[plt-scheme] Re: Modules, Units, and Classes

From: Jos Koot (jos.koot at telefonica.net)
Date: Mon May 28 15:25:23 EDT 2007

Recently I became concious of the fact that I am using modules where others may prefer object classes. I like the module system 
because making a module is it is much more simple than making an object class (mho). To understand why, simply compare the amount of 
documentation of modules with that of object classes. Modules are very well separated from the users environmement and allow you to 
provide variables without being afraid that they could be corrupted by the user. They also provide an excellent tool for maintaining 
a well defined internal state as well as for the redefinition of syntaxes without confusion between the original ones and the 
redefined ones.

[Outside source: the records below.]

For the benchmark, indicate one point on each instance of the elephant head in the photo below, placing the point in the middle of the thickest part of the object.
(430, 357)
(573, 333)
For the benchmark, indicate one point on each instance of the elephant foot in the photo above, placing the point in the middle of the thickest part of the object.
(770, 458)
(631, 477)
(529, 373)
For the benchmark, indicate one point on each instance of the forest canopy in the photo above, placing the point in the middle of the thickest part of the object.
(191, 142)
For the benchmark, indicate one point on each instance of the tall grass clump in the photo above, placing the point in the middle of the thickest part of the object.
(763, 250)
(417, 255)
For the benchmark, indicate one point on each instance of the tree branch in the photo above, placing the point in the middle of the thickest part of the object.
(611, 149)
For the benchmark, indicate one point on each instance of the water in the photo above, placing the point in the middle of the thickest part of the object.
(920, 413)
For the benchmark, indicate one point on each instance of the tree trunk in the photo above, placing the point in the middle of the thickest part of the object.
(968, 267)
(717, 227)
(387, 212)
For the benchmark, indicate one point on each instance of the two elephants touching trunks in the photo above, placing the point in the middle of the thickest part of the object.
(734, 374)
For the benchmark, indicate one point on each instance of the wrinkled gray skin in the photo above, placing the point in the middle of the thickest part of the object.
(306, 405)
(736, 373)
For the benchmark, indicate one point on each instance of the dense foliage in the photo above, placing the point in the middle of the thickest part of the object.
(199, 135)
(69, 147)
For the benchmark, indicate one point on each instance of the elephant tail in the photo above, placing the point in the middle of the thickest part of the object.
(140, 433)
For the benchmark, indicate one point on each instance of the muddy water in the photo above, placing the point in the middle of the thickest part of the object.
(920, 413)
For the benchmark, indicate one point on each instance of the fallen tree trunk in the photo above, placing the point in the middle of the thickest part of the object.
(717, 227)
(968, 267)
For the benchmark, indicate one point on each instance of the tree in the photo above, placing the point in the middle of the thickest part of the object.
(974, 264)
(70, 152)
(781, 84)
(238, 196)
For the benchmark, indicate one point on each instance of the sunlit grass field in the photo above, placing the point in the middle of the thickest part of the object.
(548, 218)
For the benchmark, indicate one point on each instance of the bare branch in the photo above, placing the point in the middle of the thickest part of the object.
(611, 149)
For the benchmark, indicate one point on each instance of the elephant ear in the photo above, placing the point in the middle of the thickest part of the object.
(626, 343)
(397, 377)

Furthermore, modules can as easily be extended like classes (again mho) I use fresh namespaces primarly for testing 
purposes, in particular for the simulation of sesssions in the interactions window.
Btw, making a good testing tool is not simple if you want to include tests on generated standard output and exceptions. You have to 
make sure that written/displayed/printed output will be done in a predetermined and well defined way and that error messages will 
always look the same. For example, the error messages produced by a compiled module may differ from those of a module that has not 
(yet) been compiled. This is NOT a criticism on PLT Scheme, on the contrary, for the only systems that can never surprise you/me 
are necessarily trivial.
Kind regards, Jos Koot

----- Original Message ----- 
From: "kanishka" <nish2575 at yahoo.com>
To: <plt-scheme at list.cs.brown.edu>
Sent: Monday, May 28, 2007 8:28 PM
Subject: [plt-scheme] Re: Modules, Units, and Classes

> "You use modules to manage groups of any kind of bindings bindings (for
> variables, syntax extensions, functions, METHODS and CLASSES.
> You use units mostly for interdependent modules (e.g. for two modules
> their signatures=exports+imports depend on each other).
> You use classes to implement abstract data types (actually you don't
> need
> classes for object-oriented programming in Scheme, they are just
> syntactic
> sugar)."
> I did a similar survey of options for code organization a little while
> back (i did this because i was coming from last actively using c#,
> where the first thing you do is decide which namespace to place your
> classes in). For the record, some general observations i found:
> -although units are powerful and cool, most of the plt scheme code i've
> ready hasn't needed that level of parameterization. the popular idiom
> amongst planet authors, mzlib's, and collections seems to be use
> modules.
> i tend to be the kind of person that wants the power of a unit around,
> but will usually use the simplest tool available.
> -i broke down the various options into:
> include
> load
> modules/collections
> namespaces
> packages
> units/sigs
> ..i neglected classes, mixins, and contracts at the time. but i don't
> really see classes a tool for large scale program organization, more
> for smaller, local organization. just didn't have enough time to
> thoroughly read up on contracts.
> from what i read, i differentiated them as follows:
> include- just chunk a large file into multiple files. (one of the only
> mechanisms in php (: )
> package, namespace - group together runtime names.. i tend to want to
> stay away from namespaces. they seem kind of overkill for type of
> organizaiton problems i might encounter.
> load - crude, but nice for rapid development initially
> module - the default method of organization. most widely supported.
> nice for hiding local definitions, without having to use nested defines
> collection - when you've really tested your code out, and used it in a
> few different circumstances. wnat to reuse it as a library on multiple
> projects
> unit/sig - when you plan to spend months/years writing lots of
> variations/implementations for an interface. or you plan to have
> multiple authors writing plugins for an small framework you are writing
> on my current project i ended up using load and include. i've been too
> busy to learn how to write these library of functions i wrote for
> generating sql data access layer code into macros. and since it was
> using eval to generate definitions, i couldn't compile it or all the
> other code that depended on those definitions.